10 cards due for review

In Anki: File → Import, choose this TSV, set field separator to Tab, deck = Tokens to Embodied Minds · Ch 28, note type = Basic.

FrontBack
Define an MDP as a tuple.(S, A, P, R, gamma): state space, action space, transition dynamics P(s'|s,a), reward R(s,a,s'), discount factor gamma.
What does PPO's clip do?It clips the policy probability ratio r_t = pi_new/pi_old to [1-epsilon, 1+epsilon] before multiplying by the advantage, preventing large destabilizing policy updates.
What is the key difference between on-policy and off-policy RL?On-policy (PPO): collect data under current policy, update, discard data. Off-policy (SAC): store data in a replay buffer, reuse from many past policies — far more sample-efficient.
What does entropy regularization in SAC encourage?Exploration and resistance to premature convergence: the objective maximizes expected return plus alpha * H(pi), keeping the policy from collapsing to a deterministic action.

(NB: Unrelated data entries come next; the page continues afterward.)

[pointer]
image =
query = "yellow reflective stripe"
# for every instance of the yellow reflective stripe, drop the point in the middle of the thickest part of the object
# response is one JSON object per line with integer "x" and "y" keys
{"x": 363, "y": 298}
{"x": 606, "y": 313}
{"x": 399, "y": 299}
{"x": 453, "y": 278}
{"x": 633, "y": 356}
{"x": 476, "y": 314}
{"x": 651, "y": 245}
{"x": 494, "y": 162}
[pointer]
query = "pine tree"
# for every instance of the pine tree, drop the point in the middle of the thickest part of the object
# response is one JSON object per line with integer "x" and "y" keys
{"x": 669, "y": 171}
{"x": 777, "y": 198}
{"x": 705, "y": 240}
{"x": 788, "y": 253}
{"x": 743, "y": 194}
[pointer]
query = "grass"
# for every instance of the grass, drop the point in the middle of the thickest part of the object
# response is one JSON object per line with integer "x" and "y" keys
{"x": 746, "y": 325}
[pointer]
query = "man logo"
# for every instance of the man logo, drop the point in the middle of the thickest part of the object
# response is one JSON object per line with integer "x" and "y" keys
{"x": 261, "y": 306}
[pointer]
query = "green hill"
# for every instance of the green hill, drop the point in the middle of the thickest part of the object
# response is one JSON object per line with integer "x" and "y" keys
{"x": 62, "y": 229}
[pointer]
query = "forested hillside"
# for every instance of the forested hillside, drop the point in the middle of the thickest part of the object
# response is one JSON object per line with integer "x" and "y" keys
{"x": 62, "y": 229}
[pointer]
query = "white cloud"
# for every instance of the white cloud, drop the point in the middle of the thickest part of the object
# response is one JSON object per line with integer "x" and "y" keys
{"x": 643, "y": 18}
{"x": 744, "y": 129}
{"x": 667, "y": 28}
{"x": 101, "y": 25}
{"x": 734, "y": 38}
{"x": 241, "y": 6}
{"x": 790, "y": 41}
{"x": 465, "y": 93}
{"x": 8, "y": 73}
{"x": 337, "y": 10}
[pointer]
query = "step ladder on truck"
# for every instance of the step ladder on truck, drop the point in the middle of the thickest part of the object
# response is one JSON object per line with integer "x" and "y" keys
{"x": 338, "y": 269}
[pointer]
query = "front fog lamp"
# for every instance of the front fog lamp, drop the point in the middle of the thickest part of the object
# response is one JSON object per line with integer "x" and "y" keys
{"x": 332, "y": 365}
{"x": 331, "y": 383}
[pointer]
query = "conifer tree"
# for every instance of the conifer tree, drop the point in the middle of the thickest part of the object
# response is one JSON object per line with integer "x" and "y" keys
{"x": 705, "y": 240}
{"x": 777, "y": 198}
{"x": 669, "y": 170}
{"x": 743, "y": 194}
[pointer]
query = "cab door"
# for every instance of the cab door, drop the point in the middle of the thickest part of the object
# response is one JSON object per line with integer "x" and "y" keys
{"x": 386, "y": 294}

For humanoid locomotion in Isaac Lab, PPO or SAC?PPO. Simulator provides unlimited throughput; stability across 32+ parallel environments matters more than sample efficiency. PPO's clipped objective prevents destabilizing bipedal controller updates.
For real-robot manipulation fine-tuning, PPO or SAC?SAC. Real-robot data is expensive; SAC's off-policy replay buffer gives 10-100x better sample efficiency.
What are the three non-algorithmic contributions common in 2025 robot RL papers?1. Dense reward shaping (proximity + contact + success decomposition). 2. Curriculum design (easy-to-hard task progression). 3. Real-to-sim bootstrapping (calibrated sim from real data).
What is the primary course reference for deep RL?Berkeley CS 285: Deep Reinforcement Learning, Sergey Levine, Fall 2024.
What does the advantage function A_t estimate?How much better action a_t is than the average action under the current policy in state s_t: A_t = Q(s_t, a_t) - V(s_t).
Why does the JHU humanoid capstone use RL in two places?1. Sim-to-real in Isaac Lab: PPO trains the low-level locomotion/manipulation controller across randomized physics. 2. Policy post-training: SAC or GRPO fine-tunes SmolVLA/GR00T after behavioral cloning if BC alone is insufficient.